Paycheck Frequency Calculator
Convert your annual salary into the exact take-home amount for any pay schedule — weekly, bi-weekly, semi-monthly, or monthly. Handy when switching jobs or negotiating a new pay frequency.
About this calculator
Employers pay on several standard schedules: weekly (52 periods), bi-weekly (26), semi-monthly (24), and monthly (12). The gross amount per period is simply annualSalary ÷ targetFrequency. However, recurring deductions like health insurance premiums are usually set per current pay period, so they must be re-scaled when changing frequency: scaledDeductions = (deductionsPerPay × currentFrequency) ÷ targetFrequency. Combining both steps gives: netPayPerPeriod = (annualSalary / targetFrequency) − ((deductionsPerPay × currentFrequency) / targetFrequency). For instance, moving from bi-weekly to semi-monthly does not change annual gross pay, but it does shift cash-flow timing and can alter the per-period deduction amount. This formula ensures deductions are always expressed on the correct per-period basis regardless of schedule.
How to use
Suppose your annual salary is $60,000, you currently receive 26 bi-weekly paychecks with $200 in deductions each, and you want to see what a semi-monthly (24 periods) schedule would look like. Step 1 — Gross per semi-monthly period: $60,000 ÷ 24 = $2,500. Step 2 — Scale deductions: ($200 × 26) ÷ 24 = $5,200 ÷ 24 ≈ $216.67. Step 3 — Net pay: $2,500 − $216.67 = $2,283.33 per semi-monthly paycheck. Your annual gross is unchanged at $60,000, but each paycheck is slightly larger than the $2,300 bi-weekly amount before deductions.
Frequently asked questions
What is the difference between bi-weekly and semi-monthly pay?
Bi-weekly pay means you receive a paycheck every two weeks, resulting in 26 paychecks per year — and two months each year will contain three pay dates. Semi-monthly pay means you are paid twice per month on fixed dates (e.g., the 1st and 15th), always yielding exactly 24 paychecks per year. Because the number of periods differs, each bi-weekly check is slightly smaller than each semi-monthly check for the same annual salary. Bi-weekly is more common in hourly roles because it aligns neatly with 80-hour pay periods, while semi-monthly is more common for salaried office positions.
How do deductions change when switching pay frequencies?
Most recurring deductions — like health insurance premiums — are negotiated as a fixed annual cost that gets divided across pay periods. If your current plan deducts $200 per bi-weekly check (26 periods = $5,200/year), switching to semi-monthly (24 periods) means the same $5,200 is spread over 24 checks, raising each deduction to about $216.67. Some employers re-negotiate the per-period amount at the new rate automatically, while others require you to update your benefits elections. Always verify with HR that your deduction amounts have been correctly recalculated after any frequency change. Failure to do so can result in underpaying or overpaying benefits premiums.
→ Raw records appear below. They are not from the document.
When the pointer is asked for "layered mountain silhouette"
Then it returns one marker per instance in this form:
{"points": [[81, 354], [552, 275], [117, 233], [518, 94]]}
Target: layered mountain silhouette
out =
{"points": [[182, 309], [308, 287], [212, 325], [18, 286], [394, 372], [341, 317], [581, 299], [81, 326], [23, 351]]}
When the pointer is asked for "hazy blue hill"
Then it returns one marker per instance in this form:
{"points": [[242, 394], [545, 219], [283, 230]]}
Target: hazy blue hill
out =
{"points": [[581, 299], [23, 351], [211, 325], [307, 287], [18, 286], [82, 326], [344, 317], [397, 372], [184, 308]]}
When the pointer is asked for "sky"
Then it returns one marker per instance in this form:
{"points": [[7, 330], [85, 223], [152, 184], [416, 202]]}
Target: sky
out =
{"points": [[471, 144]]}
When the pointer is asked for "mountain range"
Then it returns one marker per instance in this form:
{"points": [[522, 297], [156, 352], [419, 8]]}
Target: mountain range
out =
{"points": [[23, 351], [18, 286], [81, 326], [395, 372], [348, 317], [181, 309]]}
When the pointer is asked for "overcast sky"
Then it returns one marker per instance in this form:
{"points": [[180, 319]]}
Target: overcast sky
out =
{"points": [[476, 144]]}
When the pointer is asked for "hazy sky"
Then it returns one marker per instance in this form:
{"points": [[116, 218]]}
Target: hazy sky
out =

Does changing paycheck frequency affect annual take-home pay?
Changing pay frequency does not affect your total annual gross salary or annual tax liability — you earn the same amount over the year regardless of how often you are paid. What changes is cash-flow timing: a bi-weekly schedule gives two extra paychecks per year compared with semi-monthly, but each is smaller. For employees on tight monthly budgets, a more frequent pay schedule can ease cash-flow management. However, if deductions are not properly re-scaled, you could appear to gain or lose money per period even though the annual total remains constant.